С приходом Леши «Вашингтонские встречи» зазвучали более основательно и сбалансированно, не утратив при этом остроты и полемичности. Теперь я мог быть спокоен: о чем бы ни зашла речь, в эфире прозвучит голос «не мальчика, но мужа», человека ясного ума и твердых принципов, которому не просто ведомы западные либеральные ценности – они у него в крови. Наши собеседники, в большинстве своем российские литераторы, переживали пору болезненной ломки. Вдруг, в одночасье, обрушилась империя, исчезла цензура, стал ненужным эзопов язык – выработанная годами хитроумная система аллюзий и намеков. Потерян статус «инженеров человеческих душ», а с ним – разнообразные и многочисленные государственные льготы. Леша считал, что оно и лучше: «государственный патронаж», как он выражался, опасен для литературы, надо искать иные, независимые от государства источники финансирования культуры. Настоящий талант, упрямо повторял он, в конце концов пробьется сам, рано или поздно найдет дорогу к читателю.

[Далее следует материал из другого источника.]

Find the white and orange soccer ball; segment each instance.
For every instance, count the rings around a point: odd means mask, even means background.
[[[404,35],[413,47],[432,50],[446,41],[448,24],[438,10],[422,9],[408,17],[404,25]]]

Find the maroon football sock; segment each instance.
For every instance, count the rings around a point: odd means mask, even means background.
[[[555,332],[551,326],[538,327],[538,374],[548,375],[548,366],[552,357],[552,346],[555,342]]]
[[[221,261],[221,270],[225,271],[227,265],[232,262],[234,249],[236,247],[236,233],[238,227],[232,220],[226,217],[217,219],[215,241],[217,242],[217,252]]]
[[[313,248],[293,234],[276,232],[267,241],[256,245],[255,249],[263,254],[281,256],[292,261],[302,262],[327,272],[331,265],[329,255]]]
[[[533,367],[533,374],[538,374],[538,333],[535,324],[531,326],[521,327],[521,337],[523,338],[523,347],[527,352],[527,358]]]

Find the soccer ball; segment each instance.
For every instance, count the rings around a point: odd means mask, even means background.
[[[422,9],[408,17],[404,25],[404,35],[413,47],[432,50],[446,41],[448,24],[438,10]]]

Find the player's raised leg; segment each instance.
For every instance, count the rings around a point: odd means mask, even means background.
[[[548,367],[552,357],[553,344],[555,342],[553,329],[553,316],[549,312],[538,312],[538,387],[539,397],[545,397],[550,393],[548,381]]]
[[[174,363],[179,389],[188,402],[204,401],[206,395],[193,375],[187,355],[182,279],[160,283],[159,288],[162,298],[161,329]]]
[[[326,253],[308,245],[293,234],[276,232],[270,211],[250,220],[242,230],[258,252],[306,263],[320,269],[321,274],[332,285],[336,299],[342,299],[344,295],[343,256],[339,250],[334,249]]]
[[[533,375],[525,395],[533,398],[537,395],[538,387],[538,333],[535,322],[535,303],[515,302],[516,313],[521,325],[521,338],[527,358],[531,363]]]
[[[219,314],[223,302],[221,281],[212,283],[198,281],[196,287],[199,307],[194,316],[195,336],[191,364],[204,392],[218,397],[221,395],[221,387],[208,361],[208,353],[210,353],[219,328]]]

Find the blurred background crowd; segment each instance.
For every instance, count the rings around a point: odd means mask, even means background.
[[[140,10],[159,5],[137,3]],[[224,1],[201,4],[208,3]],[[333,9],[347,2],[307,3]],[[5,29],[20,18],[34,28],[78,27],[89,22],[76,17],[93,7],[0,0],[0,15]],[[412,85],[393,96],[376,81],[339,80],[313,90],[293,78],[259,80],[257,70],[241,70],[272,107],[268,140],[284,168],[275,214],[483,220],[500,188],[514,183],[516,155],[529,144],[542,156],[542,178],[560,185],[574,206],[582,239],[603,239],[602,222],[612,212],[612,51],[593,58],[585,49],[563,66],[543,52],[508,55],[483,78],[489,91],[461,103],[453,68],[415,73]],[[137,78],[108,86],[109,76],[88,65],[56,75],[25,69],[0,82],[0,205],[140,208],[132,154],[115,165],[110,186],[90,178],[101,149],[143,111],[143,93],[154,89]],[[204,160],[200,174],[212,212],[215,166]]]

Не одобрял он и возникшей в интеллигентской среде ностальгии по соцреализму, полусерьезной, полуироничной реабилитации канонов сталинской эстетики. «Соцреалистический китч, – произнес он однажды в своем «Литературном дневнике», – по прошествии времени может казаться забавным, но его скрытое содержание – рабство. Рабское состояние сотворившего картину художника, стремление ввергнуть в рабское состояние соблазнительной лживой картинкой наивного зрителя»[77].